King still does not have her old mobility, and on crucial points she was missing fractionally. That was too much against Evert, who hit an extraordinary number of clean winners within inches of the lines.

"In the past, I've been intimidated by Billie Jean because she's talked to herself during the match, she's always had a few comments. Today she didn't have her usual zest. I didn't see any fire in her eyes like I usually see," Evert said.

King said she was not embarrassed "I gave an honest effort, that's all I can do" - but vowed that she will be back next year. The match, she said, gave her a gauge of how far she still has to go.

"I think Chris played really beautiful tennis," she said, adding later, "I don't know if I would have been able to beat her even on my best day, the way she played today.

"I think I still have a lot of work to do. I don't feel match tough. There are two or three shots I'm not sharp on and that irritates me to death."

Can she regain the level she had?

"Mentally, I know I can; physically, I don't know," King said. "The doctor told me to give myself a year, and I can't be impatient.

"I don't think very many people would have beaten Chris today.Let's forget knees, ankles, toes, brains, whatever. She was more 'up' for the match than I was and really played well."

Wade served well and lobbed with exceptional touch in the tricky swirling breezes of No. 1 Court to beat Casals "Our Ginny," as the British newspapers extol Wade, lost the first point of the match, won 13 in a row, lost her serve at love, and then pulled of 0-40 at 5-5.

Wade raised her game just when it seemed Casals, 2-0 over her this year, might get rolling.

Barker prevailed in a match of backcourt players with potent forehands. But it was her backhand, down the line on critical points, that won her the match against Reid.

Stove, like Barker a first-time semifinalist, served an ace to finish off Navratilova after going into a nervous nosedive from 3-1 in the second set.

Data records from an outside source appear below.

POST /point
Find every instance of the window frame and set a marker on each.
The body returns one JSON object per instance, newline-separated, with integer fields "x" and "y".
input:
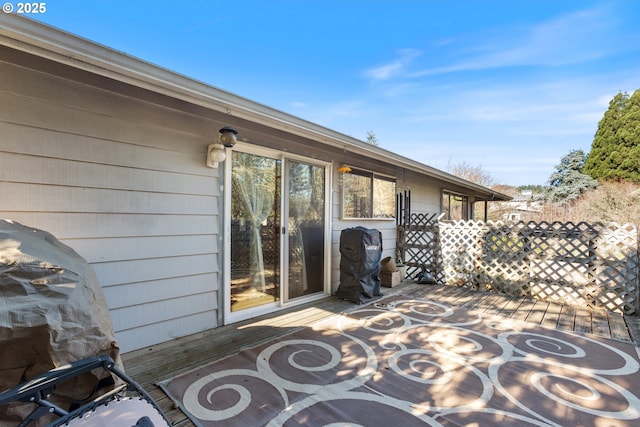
{"x": 446, "y": 207}
{"x": 372, "y": 200}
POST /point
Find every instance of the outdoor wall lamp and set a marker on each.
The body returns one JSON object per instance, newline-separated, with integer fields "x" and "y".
{"x": 216, "y": 152}
{"x": 227, "y": 136}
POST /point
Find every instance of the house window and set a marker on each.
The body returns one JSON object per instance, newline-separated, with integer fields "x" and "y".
{"x": 455, "y": 206}
{"x": 368, "y": 195}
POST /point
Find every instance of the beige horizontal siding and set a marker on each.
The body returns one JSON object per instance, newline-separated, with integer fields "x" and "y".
{"x": 123, "y": 182}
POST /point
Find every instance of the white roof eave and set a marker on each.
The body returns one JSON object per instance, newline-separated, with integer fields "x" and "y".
{"x": 44, "y": 41}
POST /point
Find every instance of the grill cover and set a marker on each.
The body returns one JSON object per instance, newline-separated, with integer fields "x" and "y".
{"x": 360, "y": 254}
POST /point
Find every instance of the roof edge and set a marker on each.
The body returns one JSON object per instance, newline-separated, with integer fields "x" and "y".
{"x": 42, "y": 40}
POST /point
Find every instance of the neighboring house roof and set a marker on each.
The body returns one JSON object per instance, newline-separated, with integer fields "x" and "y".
{"x": 42, "y": 40}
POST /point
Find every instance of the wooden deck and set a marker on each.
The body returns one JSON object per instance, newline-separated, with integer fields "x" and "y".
{"x": 154, "y": 364}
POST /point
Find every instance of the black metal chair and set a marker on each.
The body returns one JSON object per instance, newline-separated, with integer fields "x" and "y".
{"x": 117, "y": 400}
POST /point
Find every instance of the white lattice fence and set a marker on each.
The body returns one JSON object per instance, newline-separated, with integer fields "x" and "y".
{"x": 583, "y": 264}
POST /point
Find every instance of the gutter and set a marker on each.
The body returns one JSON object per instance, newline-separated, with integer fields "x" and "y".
{"x": 33, "y": 37}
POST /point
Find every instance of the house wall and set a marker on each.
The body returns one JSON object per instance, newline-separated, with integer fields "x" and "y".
{"x": 121, "y": 179}
{"x": 118, "y": 173}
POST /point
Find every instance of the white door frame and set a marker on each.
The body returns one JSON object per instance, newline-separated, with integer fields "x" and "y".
{"x": 225, "y": 284}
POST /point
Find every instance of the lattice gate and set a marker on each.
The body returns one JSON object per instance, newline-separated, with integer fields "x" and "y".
{"x": 585, "y": 264}
{"x": 419, "y": 245}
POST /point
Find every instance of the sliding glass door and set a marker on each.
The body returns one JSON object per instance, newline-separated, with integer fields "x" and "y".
{"x": 255, "y": 230}
{"x": 306, "y": 229}
{"x": 277, "y": 231}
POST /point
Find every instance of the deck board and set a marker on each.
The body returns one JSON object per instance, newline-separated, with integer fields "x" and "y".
{"x": 163, "y": 361}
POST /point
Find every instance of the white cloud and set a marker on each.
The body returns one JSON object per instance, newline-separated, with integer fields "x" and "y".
{"x": 568, "y": 39}
{"x": 394, "y": 68}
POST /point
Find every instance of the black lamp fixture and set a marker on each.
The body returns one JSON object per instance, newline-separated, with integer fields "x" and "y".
{"x": 227, "y": 136}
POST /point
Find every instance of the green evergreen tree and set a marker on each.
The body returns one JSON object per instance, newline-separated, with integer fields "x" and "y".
{"x": 567, "y": 183}
{"x": 615, "y": 151}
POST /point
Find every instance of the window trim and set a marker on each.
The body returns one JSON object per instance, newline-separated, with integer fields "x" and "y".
{"x": 372, "y": 176}
{"x": 466, "y": 204}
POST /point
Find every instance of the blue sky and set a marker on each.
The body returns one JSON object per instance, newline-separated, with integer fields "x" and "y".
{"x": 510, "y": 86}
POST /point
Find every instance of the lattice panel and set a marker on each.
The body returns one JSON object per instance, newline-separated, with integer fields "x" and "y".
{"x": 583, "y": 264}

She won the last six points of the first set tie breaker against her good friend who gave one of those points away when Stove received a bad call. After breaking for a 2-0 lead in the second, Stove started bungling volleys and overheads, a not uncharacteristic response for her to being ahead in a match she was figured to lose.

Ultimately, Navratilova disintegrated entirely after running the last five games of the second set, and could not even keep the ball in play.

It was a dreary match; far more points were lost than won and toward the end Navratilova could hardly return a serve, even off Stone's second delivery. It was a sad exit for the talented Navratilova, who has played well this year but today was neither executing nor thinking.